The Towers of Melnon

Blade 15

By Jeffrey Lord

Chapter ONE

England is a small and crowded country. Enough vacant land for the type of training center the secret intelligence agency MI6 wanted to build is often hard to come by. MI6 wanted at least a square mile with buildings, which doesn't grow on bushes along every cowpath and byway.

But it so happened that, just as MI6's search was beginning, a certain earl was being buried. This earl had been at Eton with the man called J, the head of MI6, in the days before World War I. This was so long ago that neither of the men enjoyed being reminded of how long ago it had been. But the friendship had lasted down the years. It had lasted as J rose to be one of the most distinguished spymasters in the free world, and as the earl rose to be a general, complete with VC and DSO, and later became a distinguished member of Parliament. But no amount of distinction can ensure that a man will not fall from a horse and break his neck, and the earl did just that.

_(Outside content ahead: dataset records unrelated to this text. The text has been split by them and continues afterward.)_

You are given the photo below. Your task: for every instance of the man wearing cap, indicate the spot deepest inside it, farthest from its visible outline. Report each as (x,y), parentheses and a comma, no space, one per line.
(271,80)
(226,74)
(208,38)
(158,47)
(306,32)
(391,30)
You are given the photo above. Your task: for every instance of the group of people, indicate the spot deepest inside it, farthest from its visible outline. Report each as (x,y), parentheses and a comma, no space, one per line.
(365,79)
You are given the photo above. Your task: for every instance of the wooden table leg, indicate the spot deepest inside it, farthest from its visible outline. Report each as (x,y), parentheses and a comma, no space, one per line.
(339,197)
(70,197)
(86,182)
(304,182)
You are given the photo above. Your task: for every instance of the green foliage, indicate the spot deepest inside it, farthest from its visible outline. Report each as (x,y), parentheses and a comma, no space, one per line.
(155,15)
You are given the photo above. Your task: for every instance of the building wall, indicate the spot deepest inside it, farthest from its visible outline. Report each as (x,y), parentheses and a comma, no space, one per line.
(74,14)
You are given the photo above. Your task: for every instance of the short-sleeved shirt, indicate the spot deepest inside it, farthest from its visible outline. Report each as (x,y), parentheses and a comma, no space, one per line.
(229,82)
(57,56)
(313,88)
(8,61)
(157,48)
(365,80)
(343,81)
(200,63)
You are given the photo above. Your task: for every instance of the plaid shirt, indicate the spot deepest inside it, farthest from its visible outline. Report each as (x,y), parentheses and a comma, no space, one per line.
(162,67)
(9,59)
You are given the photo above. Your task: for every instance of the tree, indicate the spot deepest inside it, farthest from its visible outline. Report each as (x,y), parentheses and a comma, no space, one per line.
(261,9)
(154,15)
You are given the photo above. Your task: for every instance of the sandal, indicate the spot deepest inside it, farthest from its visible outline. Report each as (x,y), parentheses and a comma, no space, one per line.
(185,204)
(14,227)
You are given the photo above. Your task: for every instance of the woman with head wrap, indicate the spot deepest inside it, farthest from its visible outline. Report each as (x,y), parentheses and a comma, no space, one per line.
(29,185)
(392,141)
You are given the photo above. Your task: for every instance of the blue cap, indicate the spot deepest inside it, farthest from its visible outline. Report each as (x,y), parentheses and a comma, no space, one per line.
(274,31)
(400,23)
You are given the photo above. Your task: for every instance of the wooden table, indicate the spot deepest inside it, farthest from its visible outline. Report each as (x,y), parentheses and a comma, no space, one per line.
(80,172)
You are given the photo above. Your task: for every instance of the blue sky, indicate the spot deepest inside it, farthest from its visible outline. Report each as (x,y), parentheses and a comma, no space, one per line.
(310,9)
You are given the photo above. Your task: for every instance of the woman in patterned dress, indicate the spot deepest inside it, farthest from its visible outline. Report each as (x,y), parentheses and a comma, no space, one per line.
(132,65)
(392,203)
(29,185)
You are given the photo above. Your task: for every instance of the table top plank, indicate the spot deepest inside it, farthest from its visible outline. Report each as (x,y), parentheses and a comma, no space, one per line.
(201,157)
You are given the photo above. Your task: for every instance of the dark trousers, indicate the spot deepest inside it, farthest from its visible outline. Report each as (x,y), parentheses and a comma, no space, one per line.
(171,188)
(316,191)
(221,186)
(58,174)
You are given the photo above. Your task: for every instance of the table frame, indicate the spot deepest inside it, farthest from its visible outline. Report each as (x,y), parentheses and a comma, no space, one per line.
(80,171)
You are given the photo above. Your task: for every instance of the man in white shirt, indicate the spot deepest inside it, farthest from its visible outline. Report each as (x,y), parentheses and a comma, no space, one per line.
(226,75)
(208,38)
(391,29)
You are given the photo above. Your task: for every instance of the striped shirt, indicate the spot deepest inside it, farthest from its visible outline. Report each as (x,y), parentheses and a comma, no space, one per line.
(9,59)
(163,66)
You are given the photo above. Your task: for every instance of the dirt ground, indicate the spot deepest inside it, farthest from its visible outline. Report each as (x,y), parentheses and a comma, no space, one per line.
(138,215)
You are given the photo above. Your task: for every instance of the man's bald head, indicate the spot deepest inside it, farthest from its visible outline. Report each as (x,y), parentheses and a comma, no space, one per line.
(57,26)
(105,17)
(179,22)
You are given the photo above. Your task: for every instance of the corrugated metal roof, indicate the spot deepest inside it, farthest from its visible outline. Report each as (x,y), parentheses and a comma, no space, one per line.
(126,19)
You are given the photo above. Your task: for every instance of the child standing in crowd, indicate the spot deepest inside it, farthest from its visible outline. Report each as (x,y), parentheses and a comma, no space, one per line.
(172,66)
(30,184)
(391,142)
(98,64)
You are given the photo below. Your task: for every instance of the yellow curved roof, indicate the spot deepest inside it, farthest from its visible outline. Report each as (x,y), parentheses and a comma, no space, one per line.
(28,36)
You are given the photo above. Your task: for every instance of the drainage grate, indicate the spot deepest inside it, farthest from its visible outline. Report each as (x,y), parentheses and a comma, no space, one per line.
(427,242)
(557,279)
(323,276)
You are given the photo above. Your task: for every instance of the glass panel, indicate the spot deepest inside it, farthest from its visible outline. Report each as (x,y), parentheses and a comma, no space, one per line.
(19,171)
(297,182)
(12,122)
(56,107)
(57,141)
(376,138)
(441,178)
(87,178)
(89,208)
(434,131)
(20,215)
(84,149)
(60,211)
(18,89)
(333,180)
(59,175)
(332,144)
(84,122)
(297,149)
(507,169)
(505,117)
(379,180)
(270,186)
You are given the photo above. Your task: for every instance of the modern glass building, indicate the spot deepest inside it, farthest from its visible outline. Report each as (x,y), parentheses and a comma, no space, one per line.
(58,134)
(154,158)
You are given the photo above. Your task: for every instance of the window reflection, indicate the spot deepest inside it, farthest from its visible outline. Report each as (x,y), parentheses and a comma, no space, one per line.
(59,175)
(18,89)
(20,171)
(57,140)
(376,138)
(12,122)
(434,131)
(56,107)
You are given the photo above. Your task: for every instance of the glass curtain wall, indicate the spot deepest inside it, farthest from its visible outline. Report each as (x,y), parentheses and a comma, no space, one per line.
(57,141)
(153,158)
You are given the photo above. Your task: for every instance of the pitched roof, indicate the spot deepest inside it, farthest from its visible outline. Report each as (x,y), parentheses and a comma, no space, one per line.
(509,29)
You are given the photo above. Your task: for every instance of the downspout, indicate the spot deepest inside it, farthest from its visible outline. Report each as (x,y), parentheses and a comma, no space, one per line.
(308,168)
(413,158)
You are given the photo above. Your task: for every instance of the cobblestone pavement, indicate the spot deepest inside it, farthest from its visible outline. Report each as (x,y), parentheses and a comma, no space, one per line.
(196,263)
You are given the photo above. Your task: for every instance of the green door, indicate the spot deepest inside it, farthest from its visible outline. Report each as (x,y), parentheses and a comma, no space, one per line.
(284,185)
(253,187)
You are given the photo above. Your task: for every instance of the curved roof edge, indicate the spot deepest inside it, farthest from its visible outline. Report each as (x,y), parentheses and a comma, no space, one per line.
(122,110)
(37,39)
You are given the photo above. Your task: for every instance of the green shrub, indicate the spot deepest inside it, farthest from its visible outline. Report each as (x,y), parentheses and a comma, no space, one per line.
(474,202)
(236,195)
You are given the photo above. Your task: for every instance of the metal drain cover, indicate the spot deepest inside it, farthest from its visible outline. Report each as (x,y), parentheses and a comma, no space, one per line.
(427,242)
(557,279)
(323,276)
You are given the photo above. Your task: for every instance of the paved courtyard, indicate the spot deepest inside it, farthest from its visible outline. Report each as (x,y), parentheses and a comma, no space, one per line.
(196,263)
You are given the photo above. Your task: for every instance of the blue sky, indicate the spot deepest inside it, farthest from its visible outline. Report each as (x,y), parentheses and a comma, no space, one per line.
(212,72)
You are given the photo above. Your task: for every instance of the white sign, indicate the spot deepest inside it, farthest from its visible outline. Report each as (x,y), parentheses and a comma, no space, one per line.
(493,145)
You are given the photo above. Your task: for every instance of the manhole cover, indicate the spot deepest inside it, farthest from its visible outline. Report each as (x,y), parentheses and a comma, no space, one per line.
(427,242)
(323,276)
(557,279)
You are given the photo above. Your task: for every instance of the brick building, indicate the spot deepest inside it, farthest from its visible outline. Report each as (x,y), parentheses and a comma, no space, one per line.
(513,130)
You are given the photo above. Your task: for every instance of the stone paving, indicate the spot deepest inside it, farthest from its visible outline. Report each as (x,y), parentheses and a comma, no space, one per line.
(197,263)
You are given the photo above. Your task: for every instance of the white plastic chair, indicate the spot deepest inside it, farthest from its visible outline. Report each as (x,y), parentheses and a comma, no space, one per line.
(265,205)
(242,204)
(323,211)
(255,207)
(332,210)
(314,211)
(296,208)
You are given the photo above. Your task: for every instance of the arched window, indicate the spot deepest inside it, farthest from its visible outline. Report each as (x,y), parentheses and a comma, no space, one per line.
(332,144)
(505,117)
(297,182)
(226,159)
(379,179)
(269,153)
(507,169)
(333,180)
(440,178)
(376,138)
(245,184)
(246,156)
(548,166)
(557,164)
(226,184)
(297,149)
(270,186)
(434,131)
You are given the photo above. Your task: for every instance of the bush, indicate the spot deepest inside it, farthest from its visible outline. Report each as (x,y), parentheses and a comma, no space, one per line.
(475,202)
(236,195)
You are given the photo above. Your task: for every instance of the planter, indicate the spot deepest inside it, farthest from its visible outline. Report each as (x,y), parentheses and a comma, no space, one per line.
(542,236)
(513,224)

J attended the funeral at the earl's family seat. Afterwards the new earl ushered him into the great, gloomy, oak-paneled library. There he made J a proposition concerning the disposal of the family estate-or at least of part of it.

«You know what death duties are like, sir,» said the younger man. «We should be able to hold on to the main estate. But father was rather old-fashioned. He preferred to keep as much in land as possible. We don't have much cash, so we're going to have to sell off the Herefordshire estate.»

«Indeed?» said J, with deceptive placidity.

«Yes. It's not a great huge thing, less than fifteen hundred acres. And the house is a great wretched Victorian pile that sheds tiles and chimney pots on alternate Thursdays. But the stables are in good shape, and there's plenty of room. Also a good bit of privacy. The land's heavily wooded, and the walls and fences have been kept up fairly well. My father was a bit-ah, shirty, when it came to trespassers. Got in trouble with the county over that a few times.»

«I know,» said J. He had been a guest at this same estate a number of times before, during, and after World War II.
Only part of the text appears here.